In Deutschland können sich nur wenige Mütter vorstellen, neben ihrem Job sich auch noch um ein Kind zu kümmern. In der Studie der Thomson-Reuters-Stiftung und der Rockefeller-Stiftung kam heraus, dass deutsche Frauen ihre Chancen auf dem Arbeitsmarkt schlecht einschätzen, wenn sie ein Kind haben. Diese misstrauische Haltung wird nur von den Japanerinnen übertroffen.

#Die genauen Zahlen

Insgesamt wurden 9.500 Frauen befragt – aus vielen verschiedenen Ländern der Welt. Insgesamt konnten sich 47 Prozent der Befragten vorstellen, Kind und Karriere miteinander zu vereinen. Fast die Hälfte also. Schaut man sich die Antworten der befragten deutschen Frauen an, kippt dieses Bild: Hier halten es nur 21 Prozent für möglich, neben dem Kind einen Beruf auszuüben.

#Optimismus in den Schwellenländern

In den Schwellenländern sieht das schon ganz anders aus. In Brasilien sind rund 74 Prozent der Frauen optimistisch, beides unter einen Hut zu kriegen. Es folgen die Indonesierinnen und Südafrikanerinnen, die mit 63 Prozent ebenfalls positiv auf die Vereinbarkeit von Kind und Karriere blicken.

#Fehlende Unterstützung

Doch warum ist die Lage in Deutschland so schlecht? Laut „Welt” sieht die Weltbank-Expertin Henriette Kolb den Grund darin, dass in den Ländern mit den besten Umfrageergebnissen Frauen auf Unterstützung ihrer Familie zählen können.

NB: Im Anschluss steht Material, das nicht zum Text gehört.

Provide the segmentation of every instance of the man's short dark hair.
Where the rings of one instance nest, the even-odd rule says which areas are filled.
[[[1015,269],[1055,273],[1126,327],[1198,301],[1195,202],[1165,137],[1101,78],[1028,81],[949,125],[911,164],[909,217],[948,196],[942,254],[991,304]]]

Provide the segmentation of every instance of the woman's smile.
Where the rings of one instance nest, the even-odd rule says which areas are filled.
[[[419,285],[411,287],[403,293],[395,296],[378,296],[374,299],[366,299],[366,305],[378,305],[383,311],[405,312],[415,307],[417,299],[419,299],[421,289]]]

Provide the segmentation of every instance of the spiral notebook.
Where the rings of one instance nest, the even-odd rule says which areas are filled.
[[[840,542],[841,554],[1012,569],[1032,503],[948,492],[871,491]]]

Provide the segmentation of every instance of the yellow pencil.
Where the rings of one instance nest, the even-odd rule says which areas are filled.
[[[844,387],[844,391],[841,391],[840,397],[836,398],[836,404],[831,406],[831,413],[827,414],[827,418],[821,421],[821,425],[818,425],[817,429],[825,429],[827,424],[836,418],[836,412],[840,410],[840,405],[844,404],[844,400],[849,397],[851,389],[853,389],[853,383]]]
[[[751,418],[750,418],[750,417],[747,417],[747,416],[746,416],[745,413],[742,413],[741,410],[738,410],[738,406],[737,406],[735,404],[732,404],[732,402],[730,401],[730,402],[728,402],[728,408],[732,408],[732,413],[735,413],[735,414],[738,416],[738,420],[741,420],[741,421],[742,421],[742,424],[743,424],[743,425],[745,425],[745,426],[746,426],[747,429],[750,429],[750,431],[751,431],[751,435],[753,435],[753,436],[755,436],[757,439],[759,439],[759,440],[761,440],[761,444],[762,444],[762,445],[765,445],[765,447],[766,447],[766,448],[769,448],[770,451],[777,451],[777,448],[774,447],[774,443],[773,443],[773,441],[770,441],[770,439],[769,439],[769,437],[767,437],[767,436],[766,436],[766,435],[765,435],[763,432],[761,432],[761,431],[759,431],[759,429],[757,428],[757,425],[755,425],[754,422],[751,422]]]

Außerdem seien Hausangestellte dort deutlich günstiger als hier.

In Deutschland kommt hinzu, dass die Kita-Plätze so knapp bemessen sind. Deshalb nehmen Frauen oftmals eine lange Auszeit nach der Geburt und steigen zumeist auch nur wieder als Teilzeitkraft in den Job ein – und das schadet der Karriere.

Angeber-Fact: Ein weiteres Ergebnis der Studie: 37 Prozent der befragten Frauen gaben sogar an, dass sie glauben, dass ein Kind ihrer Karriere schaden würde.